Did you hold up traffic by stopping in the middle of the street to drop someone off when you could have spent a couple of seconds more to pull over to the curb to get out of the way? Is your couple of seconds worth more than the two minutes you stole by delaying each driver behind you? No wait, your passenger unloaded a couple of bags that took yet another three minutes. All you had to do was pull over two inches and be a little more considerate. 

Maybe you pumped someone for information knowing you would never use their services? Did you then use that information and sneak behind their back without paying for their service? Are you considering these people in your repentance? Time is a commodity too. Maybe we should all spend a lot more time thinking about this one.

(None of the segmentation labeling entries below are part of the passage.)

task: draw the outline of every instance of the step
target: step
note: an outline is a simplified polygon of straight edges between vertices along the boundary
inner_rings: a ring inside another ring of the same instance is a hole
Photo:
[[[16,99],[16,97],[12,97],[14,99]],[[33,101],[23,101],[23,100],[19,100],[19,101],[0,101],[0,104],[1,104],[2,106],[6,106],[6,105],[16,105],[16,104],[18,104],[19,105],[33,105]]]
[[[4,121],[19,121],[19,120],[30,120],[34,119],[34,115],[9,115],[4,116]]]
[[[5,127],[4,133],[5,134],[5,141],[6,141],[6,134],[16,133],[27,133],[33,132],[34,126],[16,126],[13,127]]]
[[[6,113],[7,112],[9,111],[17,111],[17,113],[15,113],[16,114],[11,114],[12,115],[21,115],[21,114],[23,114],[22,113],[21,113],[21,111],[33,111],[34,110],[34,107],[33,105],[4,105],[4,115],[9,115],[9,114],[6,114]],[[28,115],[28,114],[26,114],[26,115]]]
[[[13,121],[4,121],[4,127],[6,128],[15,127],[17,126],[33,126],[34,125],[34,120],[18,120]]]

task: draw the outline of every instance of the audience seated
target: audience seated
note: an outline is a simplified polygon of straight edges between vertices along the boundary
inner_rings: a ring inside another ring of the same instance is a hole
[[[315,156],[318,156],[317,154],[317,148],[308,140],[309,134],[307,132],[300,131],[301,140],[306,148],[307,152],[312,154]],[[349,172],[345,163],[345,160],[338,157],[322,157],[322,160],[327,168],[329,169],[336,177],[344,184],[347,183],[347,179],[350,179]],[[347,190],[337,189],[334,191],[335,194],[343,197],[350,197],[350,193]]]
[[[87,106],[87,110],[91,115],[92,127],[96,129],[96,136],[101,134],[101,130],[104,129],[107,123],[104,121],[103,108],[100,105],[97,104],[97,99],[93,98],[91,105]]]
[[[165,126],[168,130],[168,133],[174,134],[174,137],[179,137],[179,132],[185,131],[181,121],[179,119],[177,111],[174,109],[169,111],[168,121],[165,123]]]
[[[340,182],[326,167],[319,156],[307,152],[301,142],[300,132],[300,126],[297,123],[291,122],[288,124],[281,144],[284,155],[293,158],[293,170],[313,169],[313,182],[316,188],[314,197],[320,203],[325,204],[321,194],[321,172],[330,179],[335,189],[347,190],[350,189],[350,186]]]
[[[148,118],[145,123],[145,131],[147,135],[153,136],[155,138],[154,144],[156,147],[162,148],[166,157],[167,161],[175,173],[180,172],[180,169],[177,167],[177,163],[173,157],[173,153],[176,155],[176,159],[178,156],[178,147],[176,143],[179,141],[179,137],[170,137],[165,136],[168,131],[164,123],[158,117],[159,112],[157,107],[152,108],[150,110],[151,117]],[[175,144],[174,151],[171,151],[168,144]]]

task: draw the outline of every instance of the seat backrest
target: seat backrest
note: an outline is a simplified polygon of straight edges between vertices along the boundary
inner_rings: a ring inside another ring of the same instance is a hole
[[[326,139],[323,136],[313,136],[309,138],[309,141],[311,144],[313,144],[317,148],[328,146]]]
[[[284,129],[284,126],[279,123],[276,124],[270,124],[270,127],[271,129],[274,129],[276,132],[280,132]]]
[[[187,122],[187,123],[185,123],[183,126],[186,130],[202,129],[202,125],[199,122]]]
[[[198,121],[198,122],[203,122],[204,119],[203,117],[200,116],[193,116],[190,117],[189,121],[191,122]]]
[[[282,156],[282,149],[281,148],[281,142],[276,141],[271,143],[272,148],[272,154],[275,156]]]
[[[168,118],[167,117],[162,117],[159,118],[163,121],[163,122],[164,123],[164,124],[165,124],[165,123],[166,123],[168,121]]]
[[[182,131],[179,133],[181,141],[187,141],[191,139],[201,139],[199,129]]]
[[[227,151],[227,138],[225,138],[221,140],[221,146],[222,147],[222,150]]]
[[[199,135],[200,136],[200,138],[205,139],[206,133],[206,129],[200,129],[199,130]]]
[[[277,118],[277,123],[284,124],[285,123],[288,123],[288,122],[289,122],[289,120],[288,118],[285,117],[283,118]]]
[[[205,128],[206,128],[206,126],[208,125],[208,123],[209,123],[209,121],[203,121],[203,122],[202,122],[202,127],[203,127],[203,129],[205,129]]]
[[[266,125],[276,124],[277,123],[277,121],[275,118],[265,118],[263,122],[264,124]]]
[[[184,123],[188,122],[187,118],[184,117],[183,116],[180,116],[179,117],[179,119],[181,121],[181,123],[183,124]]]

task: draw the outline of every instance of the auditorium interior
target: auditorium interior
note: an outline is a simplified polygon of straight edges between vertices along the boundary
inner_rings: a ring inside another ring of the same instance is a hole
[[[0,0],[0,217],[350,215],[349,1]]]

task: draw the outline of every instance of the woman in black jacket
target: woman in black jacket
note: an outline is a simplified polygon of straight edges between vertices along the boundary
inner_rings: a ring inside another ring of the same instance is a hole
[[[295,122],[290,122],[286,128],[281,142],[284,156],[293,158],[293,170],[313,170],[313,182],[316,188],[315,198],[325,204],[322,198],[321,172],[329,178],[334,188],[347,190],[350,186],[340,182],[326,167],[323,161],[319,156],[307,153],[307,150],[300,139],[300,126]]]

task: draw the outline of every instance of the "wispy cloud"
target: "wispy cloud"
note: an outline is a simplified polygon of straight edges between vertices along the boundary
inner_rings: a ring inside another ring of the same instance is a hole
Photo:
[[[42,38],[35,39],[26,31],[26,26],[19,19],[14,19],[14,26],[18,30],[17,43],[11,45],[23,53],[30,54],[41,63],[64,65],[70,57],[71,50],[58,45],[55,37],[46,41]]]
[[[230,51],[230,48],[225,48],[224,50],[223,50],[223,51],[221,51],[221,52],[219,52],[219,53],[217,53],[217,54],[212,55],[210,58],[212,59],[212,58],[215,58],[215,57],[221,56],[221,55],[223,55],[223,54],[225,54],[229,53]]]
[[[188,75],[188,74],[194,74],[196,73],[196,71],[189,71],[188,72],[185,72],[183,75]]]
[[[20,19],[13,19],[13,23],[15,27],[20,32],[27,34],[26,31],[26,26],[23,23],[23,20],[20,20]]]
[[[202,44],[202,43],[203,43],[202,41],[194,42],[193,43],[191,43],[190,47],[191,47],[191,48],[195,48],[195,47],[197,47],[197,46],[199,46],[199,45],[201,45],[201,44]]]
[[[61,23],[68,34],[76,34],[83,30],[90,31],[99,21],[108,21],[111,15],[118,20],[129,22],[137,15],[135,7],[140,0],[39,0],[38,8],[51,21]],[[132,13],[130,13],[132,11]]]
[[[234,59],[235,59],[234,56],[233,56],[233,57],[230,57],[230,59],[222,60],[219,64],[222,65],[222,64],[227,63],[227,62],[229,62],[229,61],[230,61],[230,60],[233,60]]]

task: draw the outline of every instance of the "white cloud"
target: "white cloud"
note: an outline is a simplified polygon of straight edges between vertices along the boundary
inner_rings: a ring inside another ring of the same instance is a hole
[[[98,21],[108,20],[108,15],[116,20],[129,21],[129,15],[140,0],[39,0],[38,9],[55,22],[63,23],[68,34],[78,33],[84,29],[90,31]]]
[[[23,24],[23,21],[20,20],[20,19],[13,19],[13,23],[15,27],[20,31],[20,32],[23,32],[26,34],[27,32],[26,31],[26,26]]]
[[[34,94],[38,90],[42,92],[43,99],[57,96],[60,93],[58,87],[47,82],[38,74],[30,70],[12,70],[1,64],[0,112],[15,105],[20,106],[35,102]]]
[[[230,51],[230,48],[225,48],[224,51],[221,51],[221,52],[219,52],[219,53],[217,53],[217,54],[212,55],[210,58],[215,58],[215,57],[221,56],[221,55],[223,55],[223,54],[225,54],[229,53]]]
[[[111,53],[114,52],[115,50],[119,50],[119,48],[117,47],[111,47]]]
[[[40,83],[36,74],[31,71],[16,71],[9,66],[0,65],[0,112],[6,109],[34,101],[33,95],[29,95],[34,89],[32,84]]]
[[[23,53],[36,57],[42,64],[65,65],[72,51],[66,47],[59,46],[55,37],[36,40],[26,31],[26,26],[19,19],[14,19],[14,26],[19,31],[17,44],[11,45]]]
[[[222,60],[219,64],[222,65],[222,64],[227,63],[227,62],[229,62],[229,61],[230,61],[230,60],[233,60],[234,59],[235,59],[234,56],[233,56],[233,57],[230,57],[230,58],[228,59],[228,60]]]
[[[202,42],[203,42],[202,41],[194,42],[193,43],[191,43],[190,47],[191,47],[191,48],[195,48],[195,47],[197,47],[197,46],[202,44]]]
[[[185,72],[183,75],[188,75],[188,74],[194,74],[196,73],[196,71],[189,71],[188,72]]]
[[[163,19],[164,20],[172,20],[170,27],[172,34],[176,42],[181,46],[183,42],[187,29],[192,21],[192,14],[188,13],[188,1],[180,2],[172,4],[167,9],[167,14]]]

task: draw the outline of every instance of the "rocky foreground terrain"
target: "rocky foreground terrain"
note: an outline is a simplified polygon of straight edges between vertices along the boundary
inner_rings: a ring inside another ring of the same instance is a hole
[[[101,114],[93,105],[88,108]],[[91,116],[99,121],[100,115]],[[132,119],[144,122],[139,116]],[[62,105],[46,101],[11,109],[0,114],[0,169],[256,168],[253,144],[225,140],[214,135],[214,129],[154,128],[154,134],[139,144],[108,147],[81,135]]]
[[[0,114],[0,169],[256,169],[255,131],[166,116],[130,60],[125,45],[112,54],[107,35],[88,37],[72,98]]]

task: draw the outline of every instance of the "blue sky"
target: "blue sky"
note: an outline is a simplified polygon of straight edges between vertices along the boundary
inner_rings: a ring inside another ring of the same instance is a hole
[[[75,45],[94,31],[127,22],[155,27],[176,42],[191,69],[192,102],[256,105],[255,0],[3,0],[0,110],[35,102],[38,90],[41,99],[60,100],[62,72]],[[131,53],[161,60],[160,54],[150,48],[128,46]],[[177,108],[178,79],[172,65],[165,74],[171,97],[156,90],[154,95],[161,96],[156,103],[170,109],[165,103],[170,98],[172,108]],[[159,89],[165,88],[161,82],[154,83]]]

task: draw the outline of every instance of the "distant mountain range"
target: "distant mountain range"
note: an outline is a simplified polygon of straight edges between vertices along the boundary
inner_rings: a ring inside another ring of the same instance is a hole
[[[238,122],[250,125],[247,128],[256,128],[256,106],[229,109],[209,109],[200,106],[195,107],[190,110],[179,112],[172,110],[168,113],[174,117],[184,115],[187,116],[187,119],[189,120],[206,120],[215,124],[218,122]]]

Have you justified any of your actions by saying it’s not personal, it’s only business. If so you might want to rethink what you did. Not saying your actions were wrong but it’s certainly worth reevaluating. How about chalking up what you did because it’s a cultural norm? Does a cultural norm make it not a sin? Did you justify what you did by saying that you did not want to be a friar (sucker)? Does that make what you did right? Possibly, yes. Possibly no. It may depend on the situation but certainly worth reevaluation.

The point here is that Rosh Hashanah, the beginning of the 10 Days of Repentance, is not all fun and games. The repentance pressure is on. The big inning requires a real evaluation of our actions over the past year, not just the obvious ones. In fact, we may have been doing some of these types of actions for so long we don’t even recognize they are wrong. Some of these actions may be very close calls as to whether they are even serious errors. 

Ultimately the fate of any error will be called by the Umpire in the skybox. Prayer, repentance, and charity over the 10 Days of Repentance may convince the Umpire to change an adverse call to your favor.  

About the Author
Russell Subin is a retired US tax lawyer living in Ra'anana, Israel.